A squealing sound is one of the most common problems associated with a braking system. It’s often worst in the morning when the brake pads are still cold and dewy, and so squeak against the brake disc. Dusty brake pads can also cause squealing, so brake cleaning fluids may remedy the problem. General noise and rattling, referred to as resonance instability, also come from the vibration of the various parts between the axle and the brake.
Brake juddering, or shuddering, is another common issue. If a vehicle shakes at all as you’re coming to a gradual stop, it could be a sign of hot spots on the brake pad. These result from rapid deceleration, which causes uneven thermal distribution that results in warping of the disk.
More rarely, a vehicle may veer to one side when you brake. This is typically a result of replacing the brakes on the one wheel of an axle and not the other, resulting in different braking strengths on either side. This can be extremely dangerous on the roads, so get your brakes seen to immediately if you experience this problem.
Caring for your Brakes
The proper functioning of the brakes could mean the difference between life and death on the roads, so it’s important that you get any problems with the brakes seen to as soon as possible.

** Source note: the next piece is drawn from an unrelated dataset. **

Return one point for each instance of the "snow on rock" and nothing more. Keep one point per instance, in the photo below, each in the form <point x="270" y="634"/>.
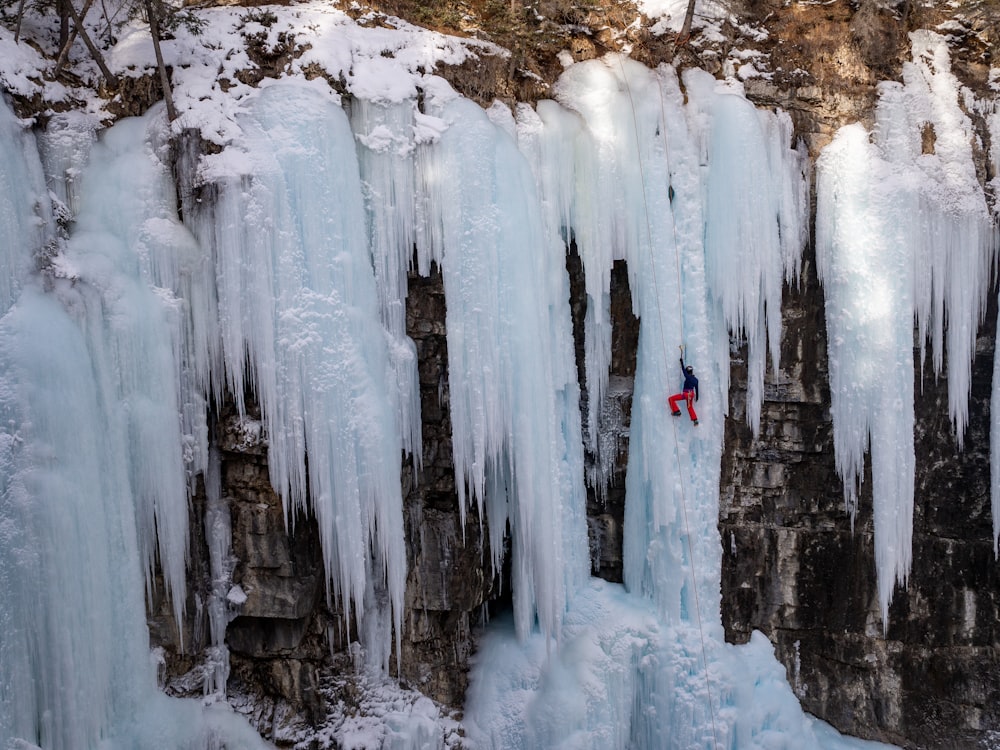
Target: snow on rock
<point x="903" y="236"/>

Often it’s possible to repair components of the brake system, rather than replacing them. A warped brake disc, for example, can be machined down to give it an even surface. This may restore the brake’s stability and reduce shuddering, at a far smaller cost than replacing the entire system. However, excessive resurfacing can make a brake disc too thin and therefore unsafe.
It’s important to replace the brake pads before they get worn down to a state in which they leave grooves on the brake disc.
When replacing brake parts, it’s generally preferable to use parts from your vehicle’s manufacturer. If you opt for aftermarket parts, you need to ensure that the parts you use are all compatible with one another.
An ounce of prevention is certainly worth more than a pound of cure in this scenario, so keep your brakes in tip-top shape!